2日前に画家・和田英作の話(和田氏が福沢諭吉の肖像画を描いた話)を書いたのには訳があります。

関連する話題を2つほど続けたかったから。

そのひとつが、またまた話は横浜関連になりますが、例の開港記念会館の壁画と天井画を手掛けたのが和田英作だった、というもの。

 

とはいえ今やまぼろし。

直後に関東大震災で壊滅的被害を受け、できたばかりの作品は消失します。

 

幻の壁画と天井画の”不存在”にを知ったたのかというと、きっかけはこの2つの絵でした。

開港記念会館2Fの壁に対面して掛かっています。

 

 

 

 

作者を見ると:

 

 

横浜村の情景を描いたということは、この開港記念会館用に受注して描いたと思われます。

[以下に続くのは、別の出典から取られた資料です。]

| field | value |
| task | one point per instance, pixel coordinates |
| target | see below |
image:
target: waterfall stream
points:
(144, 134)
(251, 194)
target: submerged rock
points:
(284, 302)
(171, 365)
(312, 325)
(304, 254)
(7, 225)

この絵自体は小さくはありませんが、開港記念会館を飾る記念碑的な絵としてはやや中途半端な大きさだなぁという印象。

位置的にも存在感がやや薄いのです。

 

そんなことを心の中で問答しながらしげしげ眺めていたら、スタッフの方が来て教えてくださいました。

 

当初壁画だった絵が関東大震災で失われた後、同じ和田氏に絵画として再生してもらったと。

 

当時の壁画がこれ。

 

 

絵画に落とし込んだものがこちら:↓

 

 

以前壁画があった、丸みを帯びた2面角の部分には今はなにも描かれていません。

 

 

幸か不幸か、関東大震災は開港記念会館が完成した直後に起こったため、再現が比較的やりやすかったのだとか。

 

ただし、同じく和田氏が手制作した天井画は、復興を急ぐために再生はされませんでした。

でも当時創作直後の天井画の写真が残っています。

 

聞いたところでは、天井画の政策は、ミケランジェロが足場を組んでシスティーナ礼拝堂の天井画を仕上げたのとは異なり、地上で描いてから後で天井に設置したそう。

なのでこういう記念撮影が可能になったのですね。

 

 

 

現在天井はこんな感じです。

 

 

ひっそりと2Fホールに掛かっている2枚の絵に、そんなエピソードがあったとは。

 

絵が描かれたのは昭和2年と解説に書かれていました。

大正12年に関東大震災があり、複製画が完成したのが昭和2年。

 

壁画と天井画の喪失による落胆を、新たな創作への力に変えたことでしょう。

そう思いつつ改めて見ると、ひっそりとたたずむ比較的地味な色合いの2枚の絵になにやら静かな力を感じました。